24/01/13 à 11:52 - Mise à jour à 11:52

COMÉDIE DRAMATIQUE | Didier, artisan boucher dans un petit patelin français, a surpris sa femme au lit avec Eric, la composante mâle du couple d'amis avec lequel ils étaient partis en vacances.

De Simon Hureau & Pascal Rabaté, Éditions Futuropolis, 80 pages. ***

Crève saucisse

COMÉDIE DRAMATIQUE | Dans L'Enfer de Claude Chabrol, la jalousie de Paul est d'autant plus vicieuse qu'elle se nourrit du soupçon plutôt que du flagrant délit, laissant du coup le poison du doute ronger le supposé cocu.
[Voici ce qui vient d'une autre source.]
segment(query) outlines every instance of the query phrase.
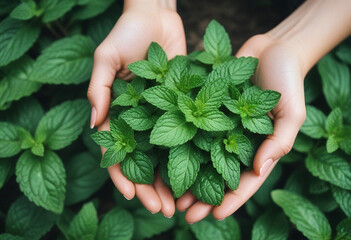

Didier, artisan boucher dans un petit patelin français, n'a pas ce problème-là: il a surpris sa femme au lit avec Eric, la composante mâle du couple d'amis avec lequel ils étaient partis en vacances. Depuis, ce chic type toujours amoureux passe ses nerfs sur sa viande et échafaude des plans pour récupérer sa belle. En vain. Les mois passent et Sandrine profite toujours de la moindre occasion pour retrouver son amant. Sel sur la plaie, son humeur oscille au gré de la météo extraconjugale. Alors que se profile l'été suivant et la perspective d'une nouvelle cohabitation forcée, Didier en vient à envisager le pire: supprimer son rival. Amateur indécrottable de BD, il pense avoir trouvé dans un Gil Jourdan le scénario du crime parfait... Comme dans Les petits ruisseaux, que Rabaté avait porté lui-même à l'écran, on retrouve dans ce Crève saucisse un attachement certifié sans hormones pour les rapports humains. Simon Hureau y ajoute l'ingrédient du suspense pour une comédie noire persillée comme une bonne tranche de boeuf. Avec cette sonate acide, on est très loin, et pas que géographiquement, de l'autre actualité de Rabaté, à savoir la réédition d'un récit de voyage, Bienvenue à Jobourg!, sorti en 2003. Avant la vague des Delisle et Lefèvre, l'auteur y racontait en noir et blanc ses souvenirs, emballés sous une mince couche de fiction, d'une résidence d'artiste en Afrique du Sud. L'occasion de dresser le portrait, en toute subjectivité et sans prétention, d'un pays attachant mais dont la criminalité rend le quotidien pour le moins aléatoire. Deux cas de dérive en somme.